The center also explains the Ingalls’ many travels. Now that I am nine days into my trip, it is a little less fun. My moderate frustrations, however, pales in comparison to the arduous journey a family travelling in the 1800’s faced. I breeze along the highway at 85/mph while they travelled 15-20 miles per day. At night, I have a comfy hotel room, rather than sleeping under the wagon.

Anyways, it was great to have a taste of pioneer life. If you ever find yourself on the way to the Corn Palace, do stop at the Laura Ingalls Wilder Home.

Sunday, June 7, 2009

Styx at first glance


I really don’t know where to begin.
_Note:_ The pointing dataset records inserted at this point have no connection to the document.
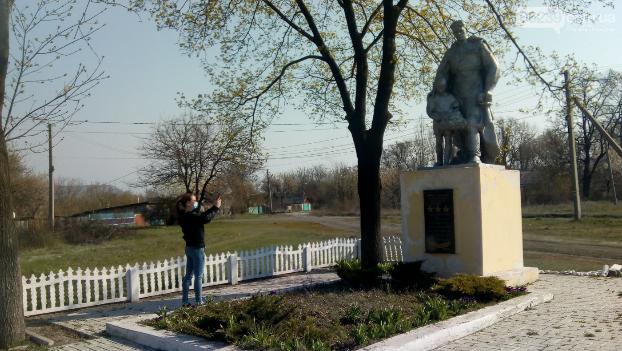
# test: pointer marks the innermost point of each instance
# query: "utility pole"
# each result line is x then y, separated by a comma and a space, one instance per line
613, 184
50, 181
573, 150
269, 189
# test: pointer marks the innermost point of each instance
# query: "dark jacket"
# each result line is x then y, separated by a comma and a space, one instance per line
192, 225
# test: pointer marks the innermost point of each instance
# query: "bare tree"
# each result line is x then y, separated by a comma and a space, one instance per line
44, 33
516, 140
601, 95
193, 151
12, 326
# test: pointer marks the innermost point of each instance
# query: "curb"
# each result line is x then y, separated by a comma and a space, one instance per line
38, 339
129, 329
441, 333
420, 339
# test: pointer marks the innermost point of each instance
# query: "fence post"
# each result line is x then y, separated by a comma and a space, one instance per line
133, 284
358, 248
232, 263
306, 258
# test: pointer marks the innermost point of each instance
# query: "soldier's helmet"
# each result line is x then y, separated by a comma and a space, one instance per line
456, 25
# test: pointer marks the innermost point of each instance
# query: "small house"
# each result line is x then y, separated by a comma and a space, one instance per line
138, 214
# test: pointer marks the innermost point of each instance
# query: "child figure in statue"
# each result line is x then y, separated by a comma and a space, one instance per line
444, 109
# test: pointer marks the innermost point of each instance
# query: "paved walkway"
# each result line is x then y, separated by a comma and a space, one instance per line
585, 314
92, 321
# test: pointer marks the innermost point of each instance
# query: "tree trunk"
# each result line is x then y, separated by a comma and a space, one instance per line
586, 184
11, 311
369, 189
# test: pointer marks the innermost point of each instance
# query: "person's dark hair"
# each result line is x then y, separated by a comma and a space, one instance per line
183, 200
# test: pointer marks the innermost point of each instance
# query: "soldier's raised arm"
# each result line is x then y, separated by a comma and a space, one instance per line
491, 67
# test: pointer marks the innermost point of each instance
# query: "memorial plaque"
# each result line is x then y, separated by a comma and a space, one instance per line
438, 206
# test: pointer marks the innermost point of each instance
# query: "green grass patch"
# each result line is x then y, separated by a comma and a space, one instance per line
336, 317
589, 208
159, 243
589, 228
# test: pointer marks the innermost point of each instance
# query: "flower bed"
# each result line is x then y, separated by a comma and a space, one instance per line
341, 316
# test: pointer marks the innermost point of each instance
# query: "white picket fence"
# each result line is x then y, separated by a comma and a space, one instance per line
83, 288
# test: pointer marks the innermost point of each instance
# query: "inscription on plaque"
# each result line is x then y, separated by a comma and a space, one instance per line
438, 206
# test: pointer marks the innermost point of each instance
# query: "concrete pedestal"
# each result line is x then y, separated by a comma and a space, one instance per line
488, 237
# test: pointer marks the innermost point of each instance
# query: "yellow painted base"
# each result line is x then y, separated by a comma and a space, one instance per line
487, 220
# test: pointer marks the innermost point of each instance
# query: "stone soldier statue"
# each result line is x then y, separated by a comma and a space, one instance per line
471, 72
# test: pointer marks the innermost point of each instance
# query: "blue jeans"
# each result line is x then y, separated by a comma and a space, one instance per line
195, 262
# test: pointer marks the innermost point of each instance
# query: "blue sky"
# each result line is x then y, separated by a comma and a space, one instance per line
147, 70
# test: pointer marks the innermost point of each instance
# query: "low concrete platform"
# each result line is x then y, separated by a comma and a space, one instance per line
518, 277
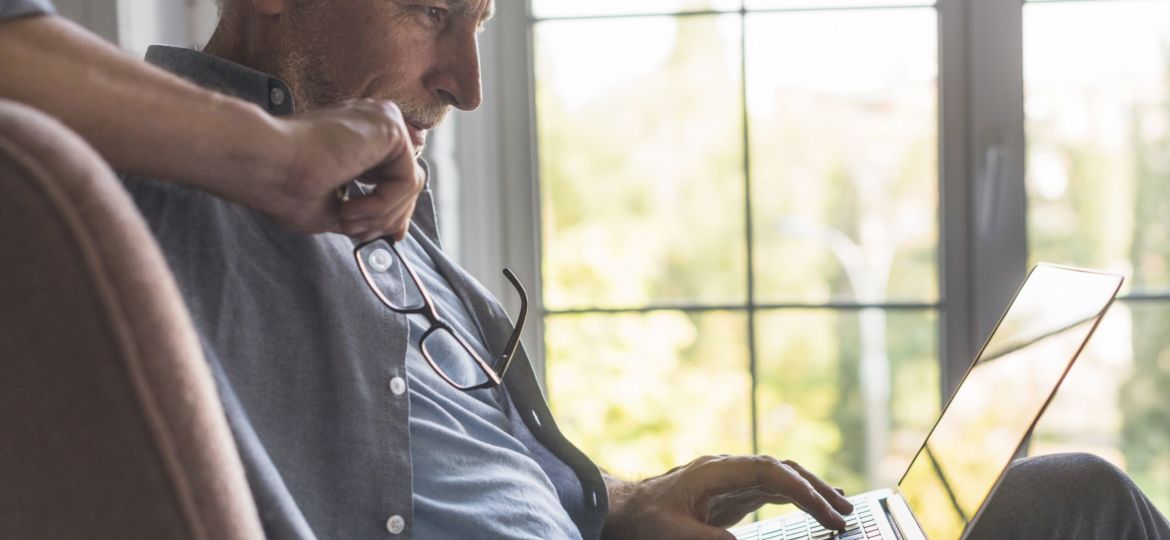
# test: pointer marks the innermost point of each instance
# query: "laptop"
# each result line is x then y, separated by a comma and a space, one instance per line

I have been in Iowa since Friday and there is much to recount.

I stayed in a little town called Lineville, named for its proximity to the Iowa-Missouri border. No cell phone reception, no internet, no Wall Street Journal – not even any Fox News.

Lineville, however, was not my original destination. I had planned to stay at the Nodyroc Hotel in Corydon, IA. After a brief but horrid encounter with insects in the bed, I decided to stay with our friend in Lineville, IA. Population: 300.

It is interesting to see what a town boils down to: a church, cemetery, school, gas station/convenience store, saloon, and diner. And that’s what I’d like to focus on in this post: what a teeny town in the sticks has to offer.

Though initially convinced I was in the Styx, a little humility took me a long way. The people are decidedly simple. They use cash instead of credit, own modest homes, and live day by day. In the restaurants, they don’t have TV’s. Instead, people sit and talk after dinner.

Though I am a confirmed city girl, it was refreshing to see this unique and simple lifestyle.